On 3 Feb 1999, Niels [ISO-8859-1] Möller wrote:

> > 4) create another signer/verifier descendant (dsa_old_signer, 
> >    dsa_old_verifier), which would generate the old-style signatures, this
> >    would be good, but signer is initialized when the hostkey is read (e.g.
> >    no version string is known), and as the connection is opened this
> >    object has to be replaced by an instance of dsa_old_signer _iff_ ssh2
> >    is version 2.0.11 or below and the selected keyexchange method is
> >    diffie-hellman.
> 
> > what is your suggestion? I would go for #4, so I begin implementing it.
> 
> Here are some random thougts on the subject...
> 
> My first reaction is that handling it as a distinct signature
> algorithm is probably the right way. The "version string not known
> when host key is read" applies only to lshd, right? Perhaps you could
> simply initialize two different signer objects. I don't really know
> how to fit that into the keyexchange mechanism, though.

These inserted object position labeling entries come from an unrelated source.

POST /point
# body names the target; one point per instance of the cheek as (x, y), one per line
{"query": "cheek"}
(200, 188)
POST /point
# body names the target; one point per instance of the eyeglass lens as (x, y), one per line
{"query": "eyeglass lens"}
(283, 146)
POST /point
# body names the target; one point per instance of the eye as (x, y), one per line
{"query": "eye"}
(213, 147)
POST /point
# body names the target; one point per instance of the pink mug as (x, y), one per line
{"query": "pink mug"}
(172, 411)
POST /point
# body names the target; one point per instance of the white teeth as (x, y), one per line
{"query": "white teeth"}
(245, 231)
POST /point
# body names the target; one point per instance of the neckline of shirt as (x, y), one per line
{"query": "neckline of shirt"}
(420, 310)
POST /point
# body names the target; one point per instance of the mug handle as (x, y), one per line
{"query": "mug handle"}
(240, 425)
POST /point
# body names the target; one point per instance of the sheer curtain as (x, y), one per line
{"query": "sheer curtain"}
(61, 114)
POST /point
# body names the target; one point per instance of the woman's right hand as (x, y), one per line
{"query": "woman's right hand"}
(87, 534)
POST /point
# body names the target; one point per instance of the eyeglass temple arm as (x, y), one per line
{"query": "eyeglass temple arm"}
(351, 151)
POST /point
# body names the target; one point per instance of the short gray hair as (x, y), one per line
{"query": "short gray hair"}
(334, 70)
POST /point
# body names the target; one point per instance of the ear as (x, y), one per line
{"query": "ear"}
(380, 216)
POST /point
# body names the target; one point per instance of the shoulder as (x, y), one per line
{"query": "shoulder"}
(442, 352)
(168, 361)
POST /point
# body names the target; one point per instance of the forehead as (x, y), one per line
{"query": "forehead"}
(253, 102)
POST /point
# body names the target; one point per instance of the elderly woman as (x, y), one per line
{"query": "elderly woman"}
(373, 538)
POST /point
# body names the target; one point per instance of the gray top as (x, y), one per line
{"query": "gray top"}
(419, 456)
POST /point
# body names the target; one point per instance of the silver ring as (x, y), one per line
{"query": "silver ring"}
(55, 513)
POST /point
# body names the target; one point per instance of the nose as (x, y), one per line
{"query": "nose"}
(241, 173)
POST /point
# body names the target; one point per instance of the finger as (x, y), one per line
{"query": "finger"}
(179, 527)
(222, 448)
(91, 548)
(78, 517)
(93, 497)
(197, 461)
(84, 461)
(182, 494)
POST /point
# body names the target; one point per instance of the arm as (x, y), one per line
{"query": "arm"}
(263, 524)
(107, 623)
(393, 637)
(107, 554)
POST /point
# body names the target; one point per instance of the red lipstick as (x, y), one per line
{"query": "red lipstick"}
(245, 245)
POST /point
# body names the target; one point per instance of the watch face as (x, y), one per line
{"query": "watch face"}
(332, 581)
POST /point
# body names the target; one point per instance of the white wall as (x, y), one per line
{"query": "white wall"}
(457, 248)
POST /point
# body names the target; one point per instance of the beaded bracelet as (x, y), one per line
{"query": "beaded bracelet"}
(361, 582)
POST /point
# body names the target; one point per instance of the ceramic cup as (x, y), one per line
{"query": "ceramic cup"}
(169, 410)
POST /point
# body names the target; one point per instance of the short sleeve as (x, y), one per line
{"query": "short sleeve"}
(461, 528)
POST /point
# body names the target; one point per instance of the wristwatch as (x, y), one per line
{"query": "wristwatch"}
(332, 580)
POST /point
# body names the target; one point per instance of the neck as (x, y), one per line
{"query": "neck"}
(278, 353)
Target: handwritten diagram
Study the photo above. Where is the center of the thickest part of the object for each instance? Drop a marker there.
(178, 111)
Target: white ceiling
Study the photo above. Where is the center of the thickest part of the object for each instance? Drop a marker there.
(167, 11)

yes, it applied to lshd. the client does not generate signatures if I
understand correctly.

as I see, the solution on the client side is quite straightforward, I pass
a reference to the connection object to lookup_verifier, so I can decide
which algorithm to use. (dsa_verifier or dsa_old_verifier)

> Or have the keyexchange mechanism patch "ssh-dss"->"ssh-dss-kludge",
> and use this when selecting signer object. There ought to be support
> for some alist signature-algorithm -> signer object anyway.

I don't understand this signature-algorithm->signer mapping. After the
SSH_MSG_KEXINIT message is processed, the selected hostkey algorithm is
passed to KEYEXCHANGE_INIT. We'd only have to call
MAKE_SIGNER(signature_algorithm), of course the host's private and public
keys are needed for this. So what is this mapping about?